Tuesday, December 7th, 2021 02:00 | By
Mary Wambui Mungai. PHOTO/File

A warrant of arrest has been issued against two Directors of Purma Holdings Limited for failing to appear in court to plead to charges of tax evasion amounting to over Sh2.5 billion.

Mary Wambui Mungai and her daughter Purity Njoki Mungai were to appear in court yesterday but failed to do so, prompting the Anti-Corruption Court Chief Magistrate Felix Kombo to issue a warrant against them. The warrant was directed to Capitol Hill Police Station.

“The case will be mentioned on December 14 or the earliest the suspects will be arrested,” said the magistrate.

Mungai, a billionaire who was is a financier of the Jubilee Party, through the Friends of Jubilee Foundation lobby where she is a member, is being accused of unpaid taxes of Sh2.5 billion from government contracts in the Kenya Medical Supplies Authority (Kemsa), the military among others.

Tax returns

The businesswoman and her daughter are expected to plead to charges of omitting income tax returns from their company, Purma Holdings Limited, of Sh2,231,789,125 in 2014.

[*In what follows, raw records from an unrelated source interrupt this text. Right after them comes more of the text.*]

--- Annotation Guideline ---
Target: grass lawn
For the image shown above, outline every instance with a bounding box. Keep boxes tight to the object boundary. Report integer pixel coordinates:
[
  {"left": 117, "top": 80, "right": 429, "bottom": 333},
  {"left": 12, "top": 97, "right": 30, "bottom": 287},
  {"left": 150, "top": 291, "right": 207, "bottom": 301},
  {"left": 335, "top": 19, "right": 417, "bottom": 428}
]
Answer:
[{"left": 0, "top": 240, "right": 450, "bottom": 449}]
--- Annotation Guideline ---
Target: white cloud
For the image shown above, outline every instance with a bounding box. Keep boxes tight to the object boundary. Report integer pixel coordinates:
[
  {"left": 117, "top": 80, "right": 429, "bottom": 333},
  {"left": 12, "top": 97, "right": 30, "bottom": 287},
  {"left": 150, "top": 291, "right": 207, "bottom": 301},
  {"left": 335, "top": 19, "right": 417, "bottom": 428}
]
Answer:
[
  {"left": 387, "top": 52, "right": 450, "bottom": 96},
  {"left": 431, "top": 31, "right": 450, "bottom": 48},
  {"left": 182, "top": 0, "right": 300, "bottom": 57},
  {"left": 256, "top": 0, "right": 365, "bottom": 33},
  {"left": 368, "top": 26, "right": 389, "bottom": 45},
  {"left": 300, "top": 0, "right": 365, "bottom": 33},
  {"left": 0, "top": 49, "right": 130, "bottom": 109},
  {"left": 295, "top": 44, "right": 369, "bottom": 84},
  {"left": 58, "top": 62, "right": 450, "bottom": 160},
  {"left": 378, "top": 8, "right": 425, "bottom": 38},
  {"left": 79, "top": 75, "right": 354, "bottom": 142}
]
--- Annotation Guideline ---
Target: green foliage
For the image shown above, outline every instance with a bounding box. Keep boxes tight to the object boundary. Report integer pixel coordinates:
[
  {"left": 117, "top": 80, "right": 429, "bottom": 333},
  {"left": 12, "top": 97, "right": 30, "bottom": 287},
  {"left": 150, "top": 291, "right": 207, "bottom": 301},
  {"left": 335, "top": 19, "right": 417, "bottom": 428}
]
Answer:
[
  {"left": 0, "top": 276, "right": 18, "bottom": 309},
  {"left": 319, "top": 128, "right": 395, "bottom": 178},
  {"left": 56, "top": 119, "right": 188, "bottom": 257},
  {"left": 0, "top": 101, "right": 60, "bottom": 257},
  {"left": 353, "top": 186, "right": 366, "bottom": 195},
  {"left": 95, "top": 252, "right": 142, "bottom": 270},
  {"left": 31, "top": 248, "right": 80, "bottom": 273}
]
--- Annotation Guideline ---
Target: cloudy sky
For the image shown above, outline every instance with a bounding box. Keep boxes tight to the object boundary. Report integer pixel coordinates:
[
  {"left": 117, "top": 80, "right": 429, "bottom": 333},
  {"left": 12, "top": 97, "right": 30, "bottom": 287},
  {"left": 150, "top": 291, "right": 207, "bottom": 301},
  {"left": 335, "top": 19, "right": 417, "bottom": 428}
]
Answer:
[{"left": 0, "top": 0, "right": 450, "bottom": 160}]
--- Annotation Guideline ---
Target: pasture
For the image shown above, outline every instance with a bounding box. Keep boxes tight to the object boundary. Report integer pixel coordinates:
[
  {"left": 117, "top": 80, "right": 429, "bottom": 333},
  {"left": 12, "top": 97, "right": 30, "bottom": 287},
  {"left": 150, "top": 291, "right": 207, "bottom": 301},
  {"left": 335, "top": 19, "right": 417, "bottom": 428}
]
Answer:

The two and their company are also expected to be charged with omitting income tax returns of Sh352,146,569 an amount that should have been included in the income tax returns for 2015.

Two daughters

They will also face three other counts of omitting the income tax returns for the year 2016, 2017, 2018, all which amount to over Sh1 billion.

The two and the company are also expected to be charged with three counts of failure to submit a tax return by due date.

They allegedly, knowingly and unlawfully, failed to submit to the commissioner income tax amounting to Sh1.6 billion for 2015 to 2020.

Two daughters of the tycoon had moved to court in July to stop their arrest claiming that they resigned from the company on August 28, 2019, and transferred their shares to their mother.

Everlyn Nyambura and Purity Njoki had been summoned by the Kenya Revenue Authority but fearing their arrest, they sought anticipatory bail.

They claimed they were incorporated as directors of Purma Holdings when they were minors and held 150 ordinary shares each which they relinquished when they ceased to be directors.